Catastrophe risk modeling firm AIR Worldwide estimates that industry insured losses from Typhoo Jebi, which made landfall in Japan on Tuesday, Sept. 4, will be between $2.3 billion (JPY 257 billion) and $4.5 billion (JPY 502 billion).
Typhoon Jebi, which struck the island of Shikoku on Sept. 4 at the equivalent of a Category 3 hurricane, was the strongest typhoon to make landfall in Japan in 25 years. It rapidly made a second landfall on the main island of Honshu striking the major urban centers of Kobe and Osaka with winds which, flipped vehicles, ripped cladding off buildings, and downed trees and power lines.

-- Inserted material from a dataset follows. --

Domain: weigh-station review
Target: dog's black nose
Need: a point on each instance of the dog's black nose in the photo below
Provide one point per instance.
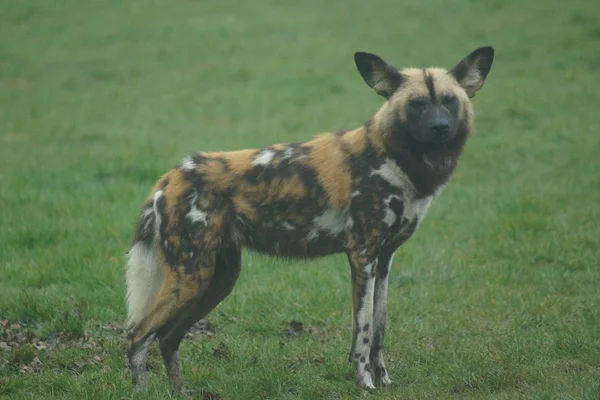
(440, 128)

Storm surge inundated parts of Osaka Prefecture, with a potentially record-breaking storm tide reported in that area and intense rainfall accompanied the storm, with a recorded rate of 100 mm (3.9 inches) of rain in an hour at the tourist city of Kyoto, and more than 500 millimeters (nearly 20 inches) of rain total was measured in some areas.
The storm maintained its typhoon strength over the Sea of Japan as it tracked north along the coast, only weakening to tropical storm intensity early Wednesday, local time, as it passed the island of Hokkaido. Wind and torrential precipitation continued to affect the western coast up to Hokkaido overnight.
Along with major damage to buildings and infrastructure, there has been significant business interruption, particularly to manufacturing and tourism, with widespread shipping and transportation impacts. Kansai Airport plays a significant shipping role in the region, and the closure could disrupt supply chains.
AIR’s modeled insured loss estimates include: Insured damage to property (residential, commercial, industrial, and agricultural/mutual), both structures and their contents, and automobiles.
AIR’s modeled insured loss estimates do not include: losses from precipitation-induced flood; landslide; losses to land or infrastructure; construction or erection all risks; marine hull, or marine cargo lines of business; business interruption losses, loss adjustment expenses or increased materials and services cost from demand surge.